When I was younger, I used to get up early, or stay up late, to watch the major space achievements of the day. It is for the sense of moment. Because while seeing the videos afterwards may still leave shivers, there is nothing more intensely real than “being there in the moment as an eye witness” to a history that is going to transcend our meager lives. Portugeuse exploration began between 1325 and 1357 under Alfonso IV. This culminated in 1488 when Bartolomeu Dias rounded the southern tip of Africa, to which he gave the name “Cabo das Tormentas” – “Cape of Storms.” In 1492 Christopher Columbus discovered the “New World.” The first English Settlement in Virginia was 1607, Massachusetts 1620, discovery of Manhattan 1609. If you’re keeping track, that’s a span of close to three hundred years. And the point is that given the length of our lives, we are only privileged to “witness” a very few of the truly significant events.
So yes, if you’re wondering I did get up this morning to “watch” the European Space Agency’s space craft Rosetta rendezvous with Comet 67-P Churyumov-Gerasimenko. More to the point at 4 am EDT, I watched this attractive, perky, English woman talk about it and stared at a computer screen at Mission Control in Darmstadt, Germany waiting for the display to peak and then turn downwards – us scientists are easily satisfied!
But really, and most of all, I marveled at such images as this one taken on August 3 from 177 miles. Truly what an amazing achievement. As the perky, English woman said: “brilliant!”
When I was young and frequented New York’s amazing Hayden Planetarium, I just might have dreamed of such a thing, but then I put dreams aside for reality, and now they have become reality – which I suppose says something. I thought this morning about photography and about the meaning of being there, when I am not really there and when the “there” is really not now because of the time lag. This photograph and all the images and data that Rosetta has and will send back connect us not only to each other but really back to the time of the creation of the planet. So to the team that dreamed and then spent a decade coaxing Rosetta to its destination, congratulations. What a truly “brilliant” accomplishment.

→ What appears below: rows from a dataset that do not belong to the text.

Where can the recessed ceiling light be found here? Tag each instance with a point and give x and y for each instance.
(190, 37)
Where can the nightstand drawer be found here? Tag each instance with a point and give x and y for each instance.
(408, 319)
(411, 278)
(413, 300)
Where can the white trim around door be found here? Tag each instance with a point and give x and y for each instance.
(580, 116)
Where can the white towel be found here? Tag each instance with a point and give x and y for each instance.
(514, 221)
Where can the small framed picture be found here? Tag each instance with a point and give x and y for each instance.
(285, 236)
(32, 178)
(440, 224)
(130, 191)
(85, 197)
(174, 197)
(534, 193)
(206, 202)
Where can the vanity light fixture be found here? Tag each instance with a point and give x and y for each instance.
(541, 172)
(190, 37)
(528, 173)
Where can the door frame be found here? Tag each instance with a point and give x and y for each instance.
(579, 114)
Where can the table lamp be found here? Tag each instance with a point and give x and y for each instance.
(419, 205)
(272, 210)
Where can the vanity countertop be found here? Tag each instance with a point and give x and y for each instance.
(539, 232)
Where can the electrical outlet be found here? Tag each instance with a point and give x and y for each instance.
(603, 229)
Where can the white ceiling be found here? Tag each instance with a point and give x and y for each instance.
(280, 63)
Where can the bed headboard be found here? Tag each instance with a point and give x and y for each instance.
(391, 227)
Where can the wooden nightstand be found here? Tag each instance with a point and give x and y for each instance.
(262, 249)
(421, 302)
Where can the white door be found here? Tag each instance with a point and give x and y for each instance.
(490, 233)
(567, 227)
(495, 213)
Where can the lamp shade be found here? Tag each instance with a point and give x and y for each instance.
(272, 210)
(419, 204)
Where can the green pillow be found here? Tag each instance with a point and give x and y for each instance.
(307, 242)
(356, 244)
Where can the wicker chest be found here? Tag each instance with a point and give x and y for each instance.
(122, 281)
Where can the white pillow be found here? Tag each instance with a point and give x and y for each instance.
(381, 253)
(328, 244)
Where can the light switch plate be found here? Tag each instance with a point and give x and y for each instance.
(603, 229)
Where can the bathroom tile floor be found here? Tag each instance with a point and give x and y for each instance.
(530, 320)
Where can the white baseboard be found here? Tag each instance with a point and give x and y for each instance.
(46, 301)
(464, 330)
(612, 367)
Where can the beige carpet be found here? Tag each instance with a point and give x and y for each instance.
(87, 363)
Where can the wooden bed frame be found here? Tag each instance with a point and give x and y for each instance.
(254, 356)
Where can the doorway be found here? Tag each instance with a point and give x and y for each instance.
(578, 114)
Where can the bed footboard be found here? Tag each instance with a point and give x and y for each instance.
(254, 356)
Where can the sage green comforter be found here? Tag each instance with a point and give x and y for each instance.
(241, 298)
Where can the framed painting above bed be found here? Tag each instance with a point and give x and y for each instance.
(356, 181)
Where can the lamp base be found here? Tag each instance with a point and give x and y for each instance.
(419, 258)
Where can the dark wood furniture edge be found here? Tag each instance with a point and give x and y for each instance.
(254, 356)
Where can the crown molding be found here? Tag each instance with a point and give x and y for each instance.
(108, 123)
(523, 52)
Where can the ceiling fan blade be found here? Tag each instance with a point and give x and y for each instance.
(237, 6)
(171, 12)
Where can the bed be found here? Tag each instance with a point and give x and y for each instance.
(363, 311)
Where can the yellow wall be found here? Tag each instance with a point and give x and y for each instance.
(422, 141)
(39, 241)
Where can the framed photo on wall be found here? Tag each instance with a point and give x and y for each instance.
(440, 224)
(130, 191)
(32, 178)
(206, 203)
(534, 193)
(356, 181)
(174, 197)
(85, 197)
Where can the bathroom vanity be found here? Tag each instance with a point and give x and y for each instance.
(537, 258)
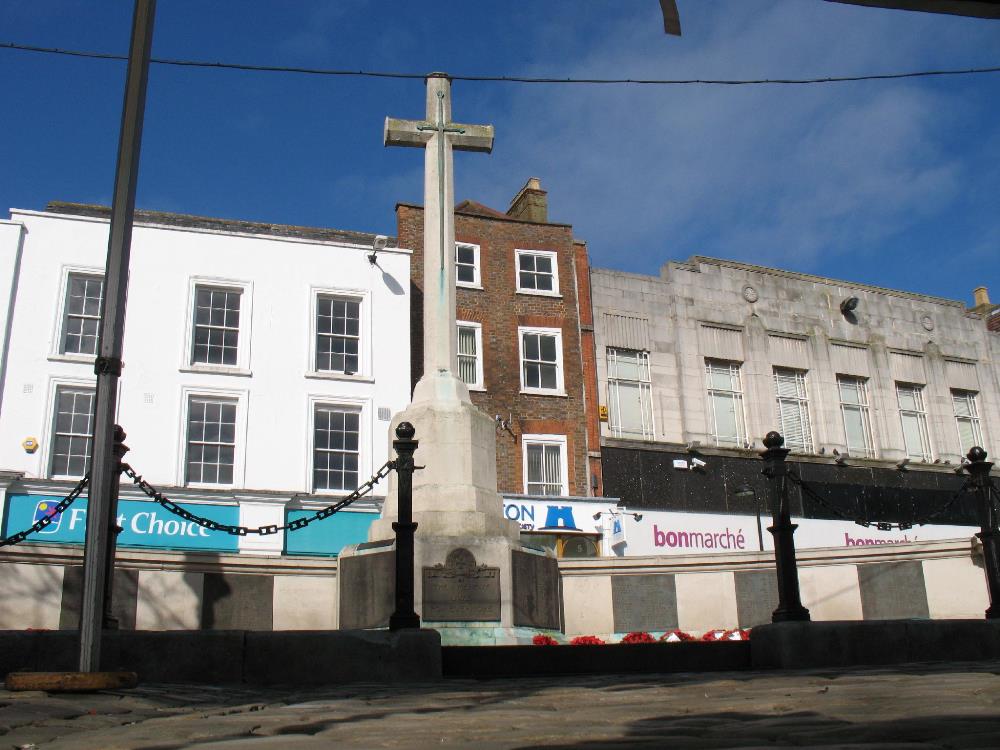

I agree that the ability to “stalk” a comet is an amazing technical achievement. Not to put a damper on your enthusiasm but, ultimately, is there more to the outcome than a photo of a rock from the beginning of time?
The issue is not to take a photograph of a rock, if it is a rock. Science crosses the boundary into humanity when the it fundamentally alters our understanding of what Huxley called “Man’s place in nature.” The goal of understanding comets is to understand: first, the origins of the solar system, and second, the origins of life on Earth.